Quem usa Word, Excel, Linkedin, Teams ou joga Xbox, todos produtos da Microsoft, pode não saber, mas a empresa é uma das que investe pesado para fazer da computação quântica algo funcional. Concorrendo com Google, IBM e outras, ela pode ter marcado nesta semana um dos golaços do século na área, porque:
- A Microsoft anunciou duas coisas: identificou a existência de uma nova partícula, os férmions de Majorana, e ter desenvolvido qubits topológicos. Ficou difícil? Vamos por partes...
- ... Os tais férmions de Majorana foram descritos pelo físico italiano Ettore Majorana, em 1937. Eles são ao mesmo tempo a partícula e sua antipartícula. No mundo da física, as duas coisas geralmente andam separadas. Para as partículas de elétrons, de carga negativa, os pósitrons, de carga positiva, são antipartículas. E vice versa. Quando se encontram, são anulados e emitem energia.

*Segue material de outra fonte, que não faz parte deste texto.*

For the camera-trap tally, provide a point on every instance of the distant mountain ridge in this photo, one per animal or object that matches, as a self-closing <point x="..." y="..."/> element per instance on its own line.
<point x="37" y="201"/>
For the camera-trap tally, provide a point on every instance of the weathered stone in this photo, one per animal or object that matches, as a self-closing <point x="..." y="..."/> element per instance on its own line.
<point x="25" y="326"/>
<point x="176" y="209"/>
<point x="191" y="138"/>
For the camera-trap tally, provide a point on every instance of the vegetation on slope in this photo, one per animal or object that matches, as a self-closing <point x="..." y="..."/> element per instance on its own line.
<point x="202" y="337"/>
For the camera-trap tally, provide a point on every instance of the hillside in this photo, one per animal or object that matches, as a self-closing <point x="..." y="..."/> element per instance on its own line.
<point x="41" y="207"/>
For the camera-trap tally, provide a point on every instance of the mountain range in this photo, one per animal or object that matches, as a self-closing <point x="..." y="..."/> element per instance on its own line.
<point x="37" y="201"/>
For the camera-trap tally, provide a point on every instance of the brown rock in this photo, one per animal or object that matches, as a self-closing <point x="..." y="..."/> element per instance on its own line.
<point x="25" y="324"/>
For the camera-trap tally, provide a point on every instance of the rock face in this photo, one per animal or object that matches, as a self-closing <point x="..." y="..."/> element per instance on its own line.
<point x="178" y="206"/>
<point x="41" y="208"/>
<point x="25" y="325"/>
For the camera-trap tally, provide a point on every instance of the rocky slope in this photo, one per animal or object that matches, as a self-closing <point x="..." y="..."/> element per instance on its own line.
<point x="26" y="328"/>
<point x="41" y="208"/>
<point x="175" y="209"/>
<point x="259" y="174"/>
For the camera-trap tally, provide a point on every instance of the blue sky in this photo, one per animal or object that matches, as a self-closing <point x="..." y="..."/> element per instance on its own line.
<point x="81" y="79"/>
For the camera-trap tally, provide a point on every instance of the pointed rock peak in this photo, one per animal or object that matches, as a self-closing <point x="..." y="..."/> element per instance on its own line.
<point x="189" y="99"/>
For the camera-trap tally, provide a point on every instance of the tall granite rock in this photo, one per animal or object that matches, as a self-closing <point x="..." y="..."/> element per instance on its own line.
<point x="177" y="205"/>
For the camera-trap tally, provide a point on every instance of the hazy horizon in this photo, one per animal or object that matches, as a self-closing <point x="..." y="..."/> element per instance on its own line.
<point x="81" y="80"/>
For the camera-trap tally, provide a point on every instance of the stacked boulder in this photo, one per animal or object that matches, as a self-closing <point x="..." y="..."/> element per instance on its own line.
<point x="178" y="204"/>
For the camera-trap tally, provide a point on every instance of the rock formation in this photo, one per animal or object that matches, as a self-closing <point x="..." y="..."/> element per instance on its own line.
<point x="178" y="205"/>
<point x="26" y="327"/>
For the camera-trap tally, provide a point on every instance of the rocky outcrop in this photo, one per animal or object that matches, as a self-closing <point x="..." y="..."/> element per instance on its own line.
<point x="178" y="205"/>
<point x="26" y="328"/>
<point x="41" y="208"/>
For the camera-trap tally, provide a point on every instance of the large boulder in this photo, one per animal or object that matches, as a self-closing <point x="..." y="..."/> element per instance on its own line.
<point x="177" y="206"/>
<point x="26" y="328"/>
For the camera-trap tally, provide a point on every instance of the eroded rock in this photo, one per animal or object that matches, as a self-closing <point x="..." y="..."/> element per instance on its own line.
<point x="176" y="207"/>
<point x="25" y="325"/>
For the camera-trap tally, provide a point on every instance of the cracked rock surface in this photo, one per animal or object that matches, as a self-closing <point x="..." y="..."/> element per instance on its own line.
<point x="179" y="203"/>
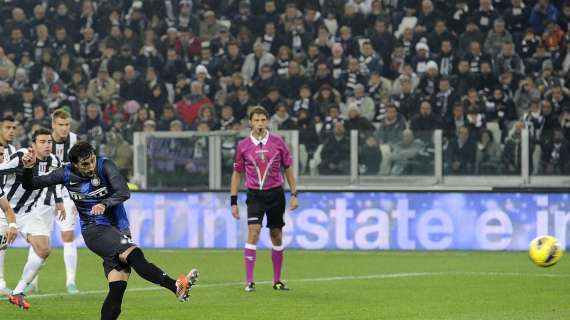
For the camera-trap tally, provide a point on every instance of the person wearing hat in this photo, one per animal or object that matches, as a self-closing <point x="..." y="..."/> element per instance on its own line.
<point x="102" y="87"/>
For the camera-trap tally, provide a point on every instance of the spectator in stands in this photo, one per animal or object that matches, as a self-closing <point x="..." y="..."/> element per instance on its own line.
<point x="392" y="126"/>
<point x="369" y="157"/>
<point x="461" y="154"/>
<point x="335" y="154"/>
<point x="405" y="154"/>
<point x="488" y="157"/>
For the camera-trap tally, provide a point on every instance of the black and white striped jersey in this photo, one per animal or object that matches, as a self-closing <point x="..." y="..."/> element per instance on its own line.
<point x="22" y="200"/>
<point x="61" y="149"/>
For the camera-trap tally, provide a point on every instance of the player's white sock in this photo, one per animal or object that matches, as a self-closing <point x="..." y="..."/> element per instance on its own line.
<point x="2" y="281"/>
<point x="70" y="259"/>
<point x="35" y="280"/>
<point x="31" y="269"/>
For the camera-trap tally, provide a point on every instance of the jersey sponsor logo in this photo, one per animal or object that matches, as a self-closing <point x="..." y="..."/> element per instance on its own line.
<point x="99" y="193"/>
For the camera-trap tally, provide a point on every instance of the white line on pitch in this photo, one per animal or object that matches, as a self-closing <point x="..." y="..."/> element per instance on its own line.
<point x="338" y="278"/>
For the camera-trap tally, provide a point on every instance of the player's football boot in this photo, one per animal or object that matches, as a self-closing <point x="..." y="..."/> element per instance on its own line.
<point x="20" y="301"/>
<point x="184" y="285"/>
<point x="250" y="287"/>
<point x="72" y="289"/>
<point x="280" y="286"/>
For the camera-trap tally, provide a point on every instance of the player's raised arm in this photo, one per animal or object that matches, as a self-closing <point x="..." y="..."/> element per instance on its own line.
<point x="120" y="189"/>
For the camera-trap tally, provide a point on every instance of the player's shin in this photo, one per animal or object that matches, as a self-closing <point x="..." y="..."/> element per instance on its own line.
<point x="149" y="271"/>
<point x="112" y="306"/>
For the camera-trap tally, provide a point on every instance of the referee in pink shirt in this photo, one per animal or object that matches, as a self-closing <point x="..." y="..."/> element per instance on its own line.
<point x="261" y="156"/>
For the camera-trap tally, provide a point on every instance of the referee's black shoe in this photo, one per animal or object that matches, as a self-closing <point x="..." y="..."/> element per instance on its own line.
<point x="280" y="286"/>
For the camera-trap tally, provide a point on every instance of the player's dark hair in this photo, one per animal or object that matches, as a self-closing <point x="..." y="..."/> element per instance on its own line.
<point x="258" y="110"/>
<point x="80" y="150"/>
<point x="40" y="132"/>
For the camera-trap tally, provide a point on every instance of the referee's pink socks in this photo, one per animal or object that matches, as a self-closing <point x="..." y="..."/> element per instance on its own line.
<point x="249" y="258"/>
<point x="277" y="258"/>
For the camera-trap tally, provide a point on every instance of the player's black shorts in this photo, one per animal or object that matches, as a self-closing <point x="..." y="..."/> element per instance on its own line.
<point x="270" y="202"/>
<point x="108" y="242"/>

Já os férmions de Majorana são neutros por excelência. Mas tudo isso era teoria, já que...
- ... Nem mesmo aceleradores de partículas tinham conseguido descrever ou identificar a existência deles. E esse negócio de ser partícula e antipartícula ao mesmo tempo tem um nome chique na física: quasipartícula. E é essa dubiedade que caracterizaria o tal novo estado da matéria. Como...
- ... Trata-se de uma característica subatômica, sua percepção visível pode frustrar quem está esperando diferenças para lá de distinguíveis como as observadas em líquidos, gases e sólidos. Mas...

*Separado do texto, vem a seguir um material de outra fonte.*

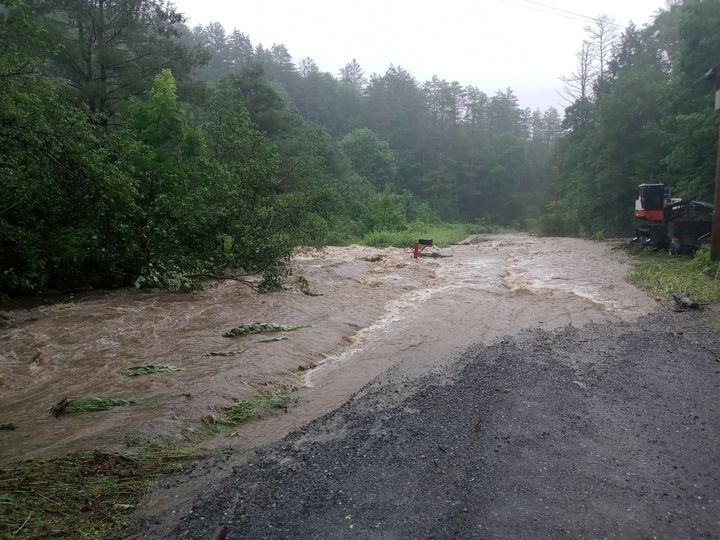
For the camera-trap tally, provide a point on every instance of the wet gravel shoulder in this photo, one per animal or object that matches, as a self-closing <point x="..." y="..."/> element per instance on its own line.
<point x="609" y="431"/>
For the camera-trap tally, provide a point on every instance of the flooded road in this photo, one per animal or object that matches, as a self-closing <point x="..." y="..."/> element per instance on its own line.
<point x="375" y="309"/>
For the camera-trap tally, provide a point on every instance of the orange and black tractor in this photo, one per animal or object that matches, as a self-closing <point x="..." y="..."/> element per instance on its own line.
<point x="679" y="225"/>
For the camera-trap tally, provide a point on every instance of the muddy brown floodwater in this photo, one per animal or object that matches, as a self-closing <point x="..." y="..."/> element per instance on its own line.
<point x="375" y="309"/>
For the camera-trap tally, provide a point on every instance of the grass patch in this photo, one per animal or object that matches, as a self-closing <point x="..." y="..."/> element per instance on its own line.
<point x="272" y="339"/>
<point x="83" y="495"/>
<point x="259" y="328"/>
<point x="227" y="353"/>
<point x="261" y="405"/>
<point x="301" y="370"/>
<point x="79" y="405"/>
<point x="149" y="369"/>
<point x="442" y="235"/>
<point x="661" y="275"/>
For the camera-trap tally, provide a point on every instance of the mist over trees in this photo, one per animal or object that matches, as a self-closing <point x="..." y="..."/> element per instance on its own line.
<point x="638" y="112"/>
<point x="135" y="149"/>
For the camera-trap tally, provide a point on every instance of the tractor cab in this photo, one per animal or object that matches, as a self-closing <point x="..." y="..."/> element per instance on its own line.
<point x="671" y="223"/>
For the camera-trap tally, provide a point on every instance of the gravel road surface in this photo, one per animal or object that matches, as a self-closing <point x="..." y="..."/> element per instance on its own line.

- ... Essa quasipartícula é importante porque ela gera um estado de calmaria necessário para produzir os qubits topológicos, que são cruciais para a abordagem de computação quântica da Microsoft --há outras, tão promissoras quanto, mas que ainda não são escaláveis. Primeiro...
- ... É preciso entender que, na física, um objetivo topológico é algo protegido contra perturbações locais. No mundo da computação, é a primeira vez que conseguem algo assim. Importante, porque...
- ... As características quânticas são absolutamente instáveis, ou sejam, somem ao menor sinal de ruído, seja um fachozinho de luz, vibraçãozinha ou som. Como...
- ... O poder dos bits quânticos, os tais qubits, é representar ao mesmo tempo 0 e 1, um salto sobre o bit tradicional que representa um estágio de cada vez. Isso dá a eles capacidade de calcular inúmeras possibilidades simultaneamente, enquanto o bit faz uma coisa de cada vez. As informações produzidas pelos qubits vão para o ralo com essa irritabilidade, agora driblada pela criação dos qubits topológicos com as partículas Majorana.
Eles nunca conseguiram fazer um fenômeno físico se comportar como um qubit topológico. E a grande descoberta é que agora conseguiram
Otto Menegasso Pires, pesquisador líder em computac?a?o qua?ntica do Centro de Compete?ncia Embrapii Cimatec em Tecnologias Quânticas (QuINN)
Por que é importante?
O mundo da física trata os férmions de Majorana como partículas fictícias, algo descrito apenas em teoria, mas não observado na prática. São quase 90 anos sem que houvesse alguma comprovação. Já a Microsoft trabalha há uns bons 20 anos para construir equipamentos e materiais para gerar estabilidade suficiente ao funcionamento escalável de um computador quântico.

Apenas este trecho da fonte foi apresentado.